Dalam menentukan penerima zakat fitrah, ada beberapa metode yang dapat digunakan:

  1. Prioritas golongan: Beberapa ulama berpendapat bahwa penerima zakat fitrah sebaiknya diberikan kepada golongan fakir dan miskin terlebih dahulu. Hal ini dikarenakan zakat fitrah bertujuan untuk membantu mereka yang membutuhkan dalam memenuhi kebutuhan dasar, terutama di hari raya Idul Fitri.
  2. Lingkungan terdekat: Dalam menyalurkan zakat fitrah, dianjurkan untuk memprioritaskan lingkungan terdekat, seperti keluarga, tetangga, dan tetangga yang membutuhkan. Hal ini sesuai dengan hadits Rasulullah SAW yang menyatakan bahwa memberi zakat kepada kerabat memiliki dua keutamaan, yaitu keutamaan zakat dan keutamaan menyambung silaturahmi (HR. Ahmad).

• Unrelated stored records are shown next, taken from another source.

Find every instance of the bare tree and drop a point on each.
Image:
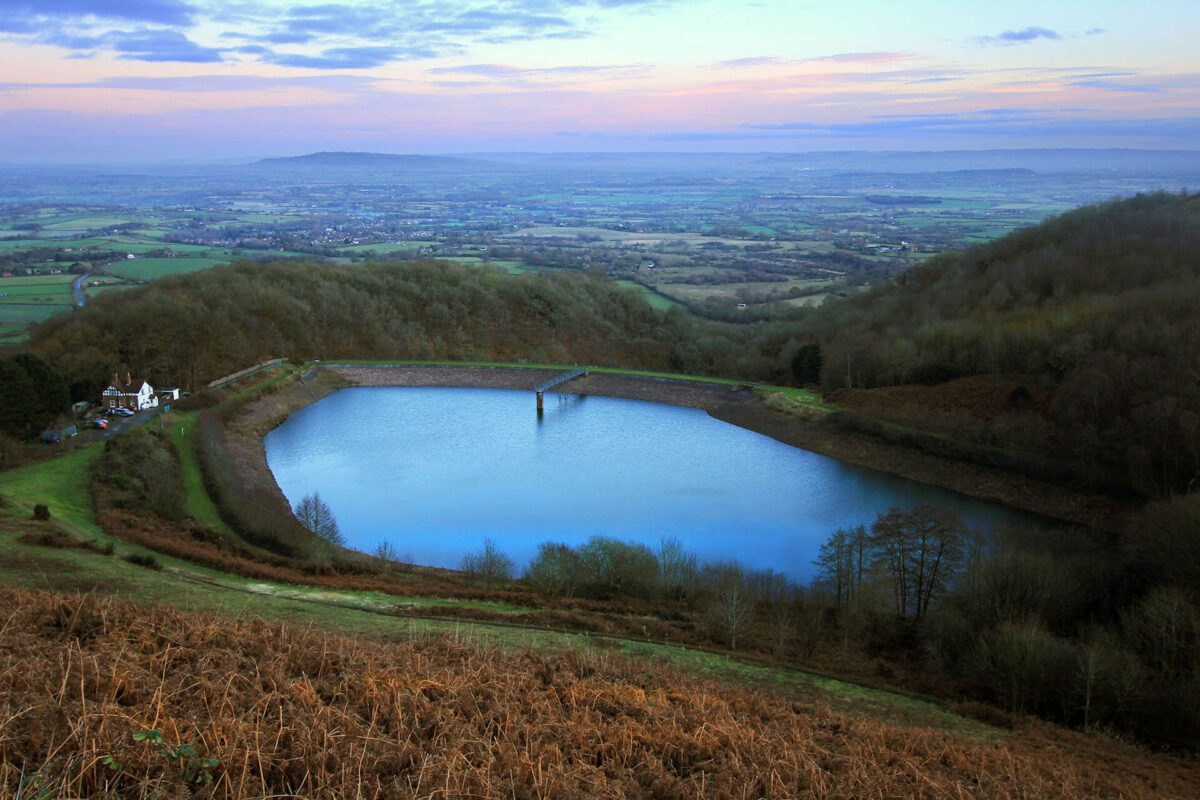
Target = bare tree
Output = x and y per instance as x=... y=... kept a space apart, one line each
x=732 y=611
x=556 y=570
x=489 y=565
x=677 y=567
x=387 y=553
x=316 y=515
x=921 y=551
x=843 y=563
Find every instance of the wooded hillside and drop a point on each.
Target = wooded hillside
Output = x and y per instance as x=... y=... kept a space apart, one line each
x=191 y=329
x=1097 y=306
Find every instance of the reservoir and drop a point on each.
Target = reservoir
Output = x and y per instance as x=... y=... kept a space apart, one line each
x=437 y=470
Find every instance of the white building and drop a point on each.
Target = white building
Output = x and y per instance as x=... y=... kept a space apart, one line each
x=133 y=395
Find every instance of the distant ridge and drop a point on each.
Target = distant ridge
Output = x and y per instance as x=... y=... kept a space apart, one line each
x=360 y=161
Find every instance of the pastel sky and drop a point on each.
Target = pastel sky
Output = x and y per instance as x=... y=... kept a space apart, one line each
x=160 y=79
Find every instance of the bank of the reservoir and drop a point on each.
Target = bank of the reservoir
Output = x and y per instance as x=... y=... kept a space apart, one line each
x=738 y=405
x=725 y=401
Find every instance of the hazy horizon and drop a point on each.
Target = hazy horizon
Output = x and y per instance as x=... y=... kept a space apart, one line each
x=119 y=82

  3. Kebutuhan mendesak: Apabila ada pihak yang mengalami kebutuhan mendesak, seperti korban bencana alam, perang, atau konflik sosial, maka mereka dapat diutamakan sebagai penerima zakat fitrah. Tujuannya adalah untuk mengurangi penderitaan dan membantu mereka kembali bangkit.

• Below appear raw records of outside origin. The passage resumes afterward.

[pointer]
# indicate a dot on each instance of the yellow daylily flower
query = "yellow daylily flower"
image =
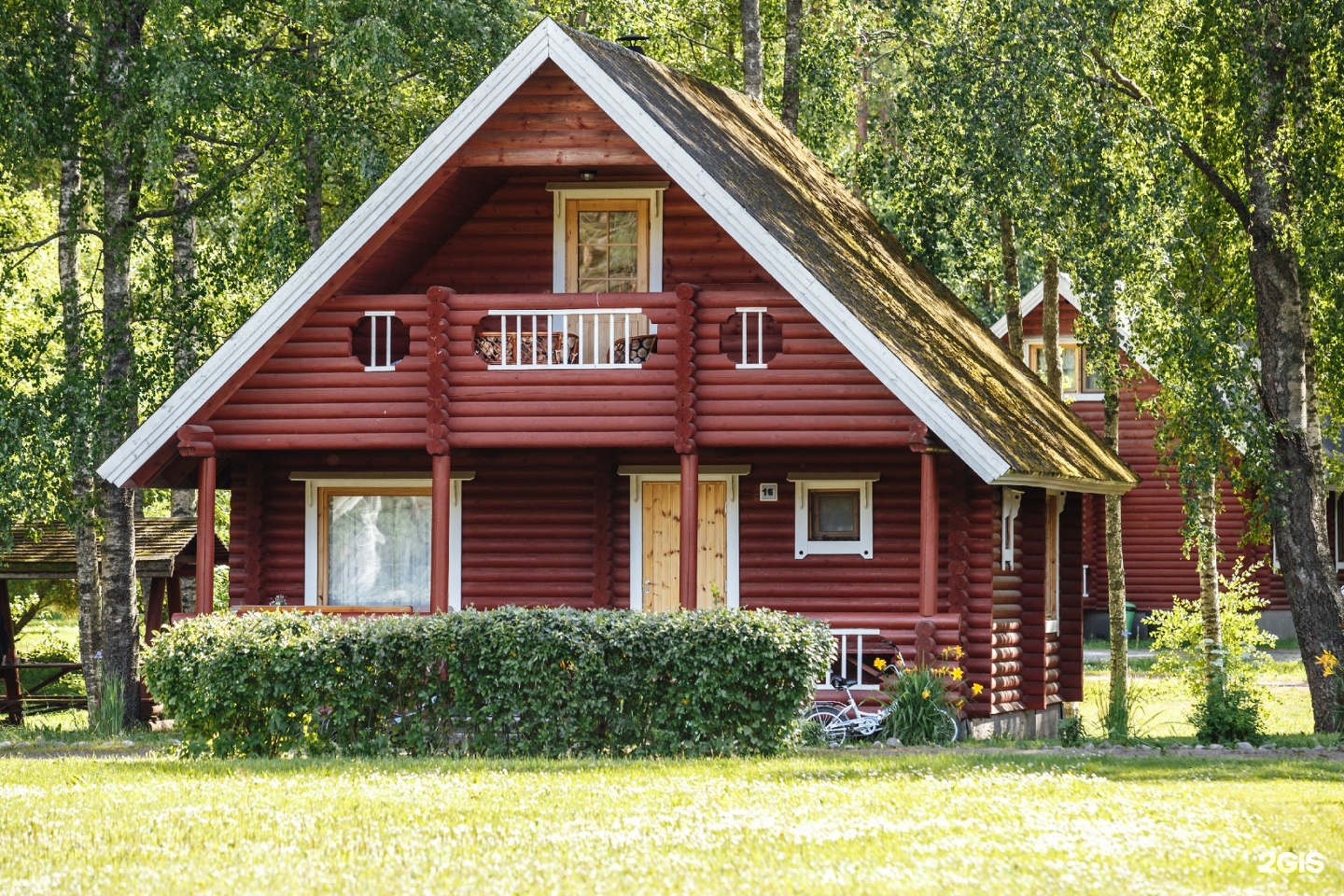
(1328, 663)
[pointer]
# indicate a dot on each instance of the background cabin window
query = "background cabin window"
(833, 516)
(1071, 360)
(374, 547)
(379, 340)
(608, 246)
(750, 337)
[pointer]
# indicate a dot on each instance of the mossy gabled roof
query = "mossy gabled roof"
(815, 217)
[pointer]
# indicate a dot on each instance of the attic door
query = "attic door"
(662, 522)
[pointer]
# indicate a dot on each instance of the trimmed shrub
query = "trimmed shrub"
(501, 681)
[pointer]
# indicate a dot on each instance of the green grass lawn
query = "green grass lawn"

  4. Koordinasi dengan institusi zakat: Untuk memastikan penyaluran zakat fitrah lebih terarah dan efektif, masyarakat dapat berkoordinasi dengan lembaga zakat atau organisasi sosial yang memiliki pengalaman dan jaringan dalam menyalurkan zakat. Dengan demikian, zakat fitrah dapat sampai kepada pihak yang benar-benar membutuhkan.
  5. Pertimbangan keadaan dan kondisi: Dalam menentukan penerima zakat fitrah, perlu mempertimbangkan keadaan dan kondisi penerima, seperti kesehatan, pendidikan, dan usia. Misalnya, anak yatim yang membutuhkan biaya pendidikan atau lansia yang tidak mampu bekerja dan tidak memiliki sumber penghasilan.

Kesimpulan

Zakat fitrah merupakan bentuk ibadah yang wajib dilakukan oleh umat Islam di akhir bulan Ramadan sebagai rasa syukur atas nikmat yang diterima. Penerima zakat fitrah telah diatur dalam Al-Qur’an dan Hadits, serta pandangan para ulama. Dalam menentukan penerima zakat fitrah, perlu mempertimbangkan prioritas golongan, lingkungan terdekat, kebutuhan mendesak, koordinasi dengan institusi zakat, dan pertimbangan keadaan serta kondisi penerima. Dengan menyalurkan zakat fitrah kepada pihak yang berhak, diharapkan dapat membantu meringankan beban kaum dhuafa dan mengurangi kesenjangan ekonomi di masyarakat.